Objective: To investigate the roles of Kruppel-like factor 6 (KLF6) and its splice variant KLF6V on suppressing growth and inducing differentiation of human hepatocellular carcinoma hepG2 cells.
Method: KLF6V cDNA was amplificated by RT-PCR from human hepatocellular carcinoma (HCC) tissue and then sequenced. The recombinant vectors expressing KLF6 variant (KLF6V) were constructed using molecular clone technology based on established plasmid pcDNA3.1A(-)/wtKLF6. KLF6V or KLF6-transfected HepG2 cells were established after being screened with G418. Growth activity of HepG2/KLF6 or HepG2/KLF6V cells was detected by in vitro MTT assay. Expression of p21WAF1 or cyclin D1 protein was detected by Western blot, and expressions of AFP or ALB protein were measured by radioimmunoassay.
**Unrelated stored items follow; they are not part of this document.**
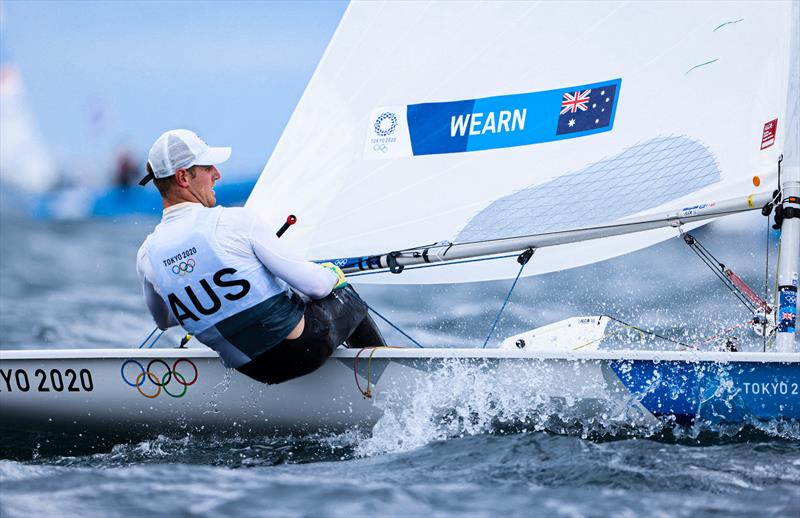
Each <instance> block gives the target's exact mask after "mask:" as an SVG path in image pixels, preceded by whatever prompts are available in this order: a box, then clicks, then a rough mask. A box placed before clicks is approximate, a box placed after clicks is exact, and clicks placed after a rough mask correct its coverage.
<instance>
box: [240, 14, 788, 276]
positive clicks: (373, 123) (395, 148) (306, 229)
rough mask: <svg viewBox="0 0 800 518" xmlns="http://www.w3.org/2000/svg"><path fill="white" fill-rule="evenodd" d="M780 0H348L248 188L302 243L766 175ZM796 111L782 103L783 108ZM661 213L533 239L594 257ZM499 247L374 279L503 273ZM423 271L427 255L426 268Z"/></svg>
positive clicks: (762, 177) (685, 191)
mask: <svg viewBox="0 0 800 518" xmlns="http://www.w3.org/2000/svg"><path fill="white" fill-rule="evenodd" d="M791 11H792V4H791V3H790V2H758V3H752V4H745V3H727V2H725V3H720V2H691V3H678V2H664V3H656V2H632V3H628V2H586V3H575V2H571V3H556V2H540V3H527V2H509V3H505V2H489V3H461V2H459V3H453V2H428V3H421V2H413V3H404V2H388V3H376V2H368V3H354V4H352V5H351V6H350V7H349V8H348V10H347V12H346V14H345V16H344V17H343V19H342V21H341V23H340V25H339V28H338V29H337V32H336V34H335V35H334V37H333V39H332V40H331V43H330V45H329V47H328V50H327V51H326V53H325V55H324V56H323V59H322V60H321V62H320V64H319V66H318V67H317V70H316V72H315V74H314V76H313V78H312V80H311V81H310V83H309V85H308V87H307V89H306V92H305V93H304V95H303V97H302V99H301V101H300V103H299V104H298V106H297V108H296V110H295V113H294V114H293V116H292V118H291V119H290V121H289V124H288V125H287V127H286V130H285V131H284V134H283V136H282V138H281V140H280V142H279V143H278V146H277V147H276V149H275V151H274V153H273V155H272V157H271V158H270V160H269V162H268V164H267V166H266V168H265V169H264V172H263V173H262V176H261V178H260V180H259V182H258V184H257V186H256V188H255V190H254V192H253V194H252V195H251V197H250V199H249V200H248V202H247V205H248V206H249V207H251V208H255V209H257V210H259V211H260V212H261V213H262V214H263V215H264V216H265V217H266V218H268V219H269V220H270V221H272V222H273V224H275V225H276V226H279V225H280V223H281V222H282V221H283V220H284V219H285V218H286V216H287V214H290V213H292V214H295V215H297V217H298V224H297V225H295V227H294V228H293V229H292V230H291V231H290V232H289V233H287V235H286V237H285V239H288V240H289V241H291V242H293V243H295V244H296V245H297V246H299V247H300V248H301V249H302V250H304V251H305V254H306V256H307V257H308V258H309V259H323V258H336V257H353V256H358V255H369V254H376V253H382V252H387V251H391V250H399V249H404V248H409V247H413V246H418V245H424V244H428V243H435V242H438V241H442V240H450V241H455V242H463V241H481V240H488V239H496V238H507V237H515V236H518V235H528V234H539V233H543V232H552V231H558V230H565V229H571V228H576V227H584V226H593V225H598V224H603V223H610V222H613V221H617V220H620V219H625V218H630V217H633V216H637V215H641V214H646V213H647V214H650V213H654V212H658V211H660V210H667V209H669V210H674V209H676V208H677V209H680V208H683V207H688V206H691V205H694V204H697V203H709V202H714V201H716V200H721V199H724V198H731V197H733V196H739V195H746V194H747V193H748V192H754V191H756V190H757V188H756V187H754V186H753V183H752V179H753V177H754V176H758V177H759V182H760V189H762V190H769V191H771V190H772V189H773V188H774V187H775V178H774V175H775V172H776V164H777V159H778V156H779V155H780V154H781V153H782V152H783V149H784V139H785V137H784V135H785V128H786V127H787V124H788V121H787V120H786V113H787V110H786V107H787V84H788V82H789V52H790V32H791ZM795 116H796V114H795ZM675 235H677V232H676V231H675V230H674V229H659V230H652V231H648V232H647V233H642V234H637V235H634V236H617V237H612V238H608V239H604V240H601V241H593V242H590V243H573V244H568V245H563V246H559V247H553V248H548V249H546V250H541V251H539V252H538V253H537V254H536V256H535V259H534V260H533V261H532V262H531V263H530V264H529V266H527V268H526V271H525V273H526V274H528V275H530V274H536V273H544V272H548V271H553V270H559V269H564V268H569V267H574V266H579V265H582V264H587V263H591V262H595V261H598V260H602V259H606V258H610V257H613V256H616V255H620V254H623V253H628V252H630V251H633V250H636V249H639V248H642V247H645V246H649V245H652V244H654V243H657V242H659V241H661V240H664V239H667V238H669V237H673V236H675ZM518 268H519V265H518V264H517V263H516V261H514V260H513V259H506V260H503V261H488V262H474V263H469V264H460V265H455V266H452V267H449V268H436V269H425V270H418V271H413V272H406V273H404V274H403V275H390V274H386V275H373V276H368V277H365V278H364V280H368V281H373V282H459V281H470V280H484V279H496V278H504V277H505V278H507V277H513V276H514V275H515V274H516V273H517V271H518ZM433 270H435V272H434V271H433Z"/></svg>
Results: A novel alternatively spliced transcript of the human KLF6 gene was found and its sequencing revealed that the variant form of KLF6 lacked 126nt and its encoded protein products had a deletion of 42 aa near the COOH-terminal amino acid in comparison with full-length KLF6. Although KLF6 alternative splicing was present in both normal and cancerous tissues, expression of the KLF6 splice variants seemed to be up-regulated in HCCs tissues. The isoform of KLF6 proteins antagonized the ability of wild-type KLF6 to up-regulate p21 expression or down-regulate cyclin D1 expression and suppress HepG2 cell proliferation. KLF6 gene increased albumin production and decreased alpha fetoprotein production of the cells.
Conclusion: The isoform of KLF6 protein, present in HCC tissue, antagonizes the ability of wild-type KLF6 to suppress cell proliferation and induce cellular differentiation.